Re: [PATCH v13] x86, mce: Add memcpy_trap()
From: Andy Lutomirski
Date: Thu Feb 25 2016 - 20:20:13 EST
On Thu, Feb 25, 2016 at 4:58 PM, Linus Torvalds
<torvalds@xxxxxxxxxxxxxxxxxxxx> wrote:
> On Thu, Feb 25, 2016 at 2:11 PM, Andy Lutomirski <luto@xxxxxxxxxxxxxx> wrote:
>>
>> do_machine_check uses IST, the memory failure code can sleep, and you
>> can't sleep in IST context. There's a special escape that lets
>> memory_failure sleep *if* it came from user mode.
>
> So?
>
[...]
Then let's answer the API question instead of the implementation question.
If a user program accesses a bad virtual address directly, it gets
SIGSEGV or SIGBUS depending on the nature of the error. This is
long-established practice. The SIGSEGV case is programmer error and
the SIGBUS case might be an IO error.
If a user program accesses a bad virtual address by passing the
address to a syscall, it gets EFAULT. This may be programmer error or
and underlying IO error, and the program can't tell.
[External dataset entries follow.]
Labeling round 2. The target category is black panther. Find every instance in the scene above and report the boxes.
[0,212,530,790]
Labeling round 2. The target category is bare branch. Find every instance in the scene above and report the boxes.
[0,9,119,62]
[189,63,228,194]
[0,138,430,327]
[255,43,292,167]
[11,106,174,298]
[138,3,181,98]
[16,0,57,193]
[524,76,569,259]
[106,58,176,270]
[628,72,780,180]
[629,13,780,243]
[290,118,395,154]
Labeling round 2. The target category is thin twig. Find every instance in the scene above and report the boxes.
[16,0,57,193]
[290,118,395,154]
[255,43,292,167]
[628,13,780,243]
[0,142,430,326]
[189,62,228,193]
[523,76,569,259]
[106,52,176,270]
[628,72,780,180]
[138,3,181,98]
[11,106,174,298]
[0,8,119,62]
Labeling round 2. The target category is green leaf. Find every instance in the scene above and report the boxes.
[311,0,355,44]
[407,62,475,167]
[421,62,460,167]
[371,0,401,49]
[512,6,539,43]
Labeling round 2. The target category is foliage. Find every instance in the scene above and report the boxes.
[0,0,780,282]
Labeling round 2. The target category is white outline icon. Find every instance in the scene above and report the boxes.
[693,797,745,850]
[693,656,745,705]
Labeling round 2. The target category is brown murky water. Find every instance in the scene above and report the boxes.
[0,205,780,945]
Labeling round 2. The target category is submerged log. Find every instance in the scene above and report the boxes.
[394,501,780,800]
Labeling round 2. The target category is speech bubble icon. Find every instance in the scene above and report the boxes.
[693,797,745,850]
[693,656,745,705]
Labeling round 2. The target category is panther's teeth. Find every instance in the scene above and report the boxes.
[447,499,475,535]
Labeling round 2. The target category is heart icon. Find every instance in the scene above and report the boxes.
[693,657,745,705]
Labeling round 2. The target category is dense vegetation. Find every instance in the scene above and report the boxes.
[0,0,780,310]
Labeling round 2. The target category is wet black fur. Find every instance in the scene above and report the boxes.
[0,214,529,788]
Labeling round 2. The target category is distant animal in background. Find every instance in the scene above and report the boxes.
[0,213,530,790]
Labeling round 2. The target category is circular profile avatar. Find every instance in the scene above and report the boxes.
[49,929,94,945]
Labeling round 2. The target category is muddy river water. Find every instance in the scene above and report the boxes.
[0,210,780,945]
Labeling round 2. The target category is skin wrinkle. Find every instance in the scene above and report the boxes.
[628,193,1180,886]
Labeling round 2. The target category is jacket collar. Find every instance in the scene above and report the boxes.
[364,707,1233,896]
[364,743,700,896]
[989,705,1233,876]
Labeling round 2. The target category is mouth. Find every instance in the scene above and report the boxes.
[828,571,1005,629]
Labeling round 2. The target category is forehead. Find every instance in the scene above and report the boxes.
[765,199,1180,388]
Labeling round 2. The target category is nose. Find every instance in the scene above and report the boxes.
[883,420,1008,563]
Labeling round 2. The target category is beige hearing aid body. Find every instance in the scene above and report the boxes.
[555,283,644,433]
If a user program accesses a bad address on an NVDIMM via mmap, what
should happen? If mmaped NVDIMM (or other DAX space) is the same as
existing poisoned memory, the program gets SIGBUS. This still makes
sense.
The question here: what happens if a program accesses a bad NVDIMM
address by passing a pointer to a syscall? With Tony's patches as
written, I think the program gets SIGBUS via memory_failure. Do we
want that behavior? If we take your suggestion and change only the
error code, then the program will *not* get SIGBUS. Instead it will
get -EFAULT or -ESOMETHINGELSE. Is that okay? If it is, then
everything is straightforward and nothing in my previous email is
relevant.
--Andy